Files
motovaultpro/K8S-REDESIGN.md
Eric Gullickson 17d27f4b92 k8s improvement
2025-09-17 20:47:42 -05:00

17 KiB

Docker Compose → Kubernetes Architecture Redesign

Overview

This document outlines the comprehensive redesign of MotoVaultPro's Docker Compose architecture to closely replicate a Kubernetes deployment pattern. The goal is to maintain all current functionality while preparing for seamless K8s migration and improving development experience.

Current Architecture Analysis

Existing Services (13 containers)

MVP Platform Services (Microservices)

  • mvp-platform-landing - Marketing/landing page (nginx)
  • mvp-platform-tenants - Multi-tenant management API (FastAPI)
  • mvp-platform-vehicles-api - Vehicle data API (FastAPI)
  • mvp-platform-vehicles-etl - Data processing pipeline (Python)
  • mvp-platform-vehicles-db - Vehicle data storage (PostgreSQL)
  • mvp-platform-vehicles-redis - Vehicle data cache (Redis)
  • mvp-platform-vehicles-mssql - Monthly ETL source (SQL Server)

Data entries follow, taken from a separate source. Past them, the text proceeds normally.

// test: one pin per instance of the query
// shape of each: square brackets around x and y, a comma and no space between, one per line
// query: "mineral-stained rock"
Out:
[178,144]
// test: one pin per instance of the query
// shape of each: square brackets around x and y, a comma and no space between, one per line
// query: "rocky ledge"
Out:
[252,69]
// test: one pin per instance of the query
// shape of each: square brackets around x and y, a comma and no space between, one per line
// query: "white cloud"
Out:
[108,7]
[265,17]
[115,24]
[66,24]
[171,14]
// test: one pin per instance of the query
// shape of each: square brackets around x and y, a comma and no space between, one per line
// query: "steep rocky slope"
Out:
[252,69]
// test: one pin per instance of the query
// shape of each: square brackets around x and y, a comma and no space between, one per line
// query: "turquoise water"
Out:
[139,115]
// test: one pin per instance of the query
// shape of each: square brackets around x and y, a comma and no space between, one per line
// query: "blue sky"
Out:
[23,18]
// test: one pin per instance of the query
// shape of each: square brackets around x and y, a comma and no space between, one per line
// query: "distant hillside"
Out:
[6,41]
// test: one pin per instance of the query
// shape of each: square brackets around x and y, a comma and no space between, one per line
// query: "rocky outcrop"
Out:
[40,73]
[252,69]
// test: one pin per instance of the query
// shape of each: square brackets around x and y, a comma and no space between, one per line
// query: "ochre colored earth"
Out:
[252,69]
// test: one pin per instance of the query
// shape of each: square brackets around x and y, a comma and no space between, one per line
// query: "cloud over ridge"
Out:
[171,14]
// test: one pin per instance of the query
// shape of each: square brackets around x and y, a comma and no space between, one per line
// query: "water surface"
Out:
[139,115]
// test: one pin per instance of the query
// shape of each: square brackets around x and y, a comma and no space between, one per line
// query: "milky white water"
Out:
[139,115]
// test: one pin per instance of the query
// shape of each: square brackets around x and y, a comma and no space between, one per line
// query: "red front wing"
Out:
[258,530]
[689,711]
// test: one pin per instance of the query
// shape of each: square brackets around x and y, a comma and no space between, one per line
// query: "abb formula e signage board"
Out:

Application Services (Modular Monolith)

  • admin-backend - Application API with feature capsules (Node.js)
  • admin-frontend - React SPA (nginx)
  • admin-postgres - Application database (PostgreSQL)
  • admin-redis - Application cache (Redis)
  • admin-minio - Object storage (MinIO)

Infrastructure

  • nginx-proxy - Load balancer and SSL termination
  • platform-postgres - Platform services database
  • platform-redis - Platform services cache

Current Limitations

  1. Single Network: All services on default network
  2. Manual Routing: nginx configuration requires manual updates
  3. Port Exposure: Many services expose ports directly
  4. Configuration: Environment variables scattered across services
  5. Service Discovery: Hard-coded service names
  6. Observability: Limited monitoring and debugging capabilities

Target Kubernetes-like Architecture

Network Segmentation

networks:
  frontend:
    driver: bridge
    labels:
      - "com.motovaultpro.network=frontend"
      - "com.motovaultpro.purpose=public-facing"

  backend:
    driver: bridge
    internal: true
    labels:
      - "com.motovaultpro.network=backend"
      - "com.motovaultpro.purpose=api-services"

  database:
    driver: bridge
    internal: true
    labels:
      - "com.motovaultpro.network=database"
      - "com.motovaultpro.purpose=data-layer"

  platform:
    driver: bridge
    internal: true
    labels:
      - "com.motovaultpro.network=platform"
      - "com.motovaultpro.purpose=microservices"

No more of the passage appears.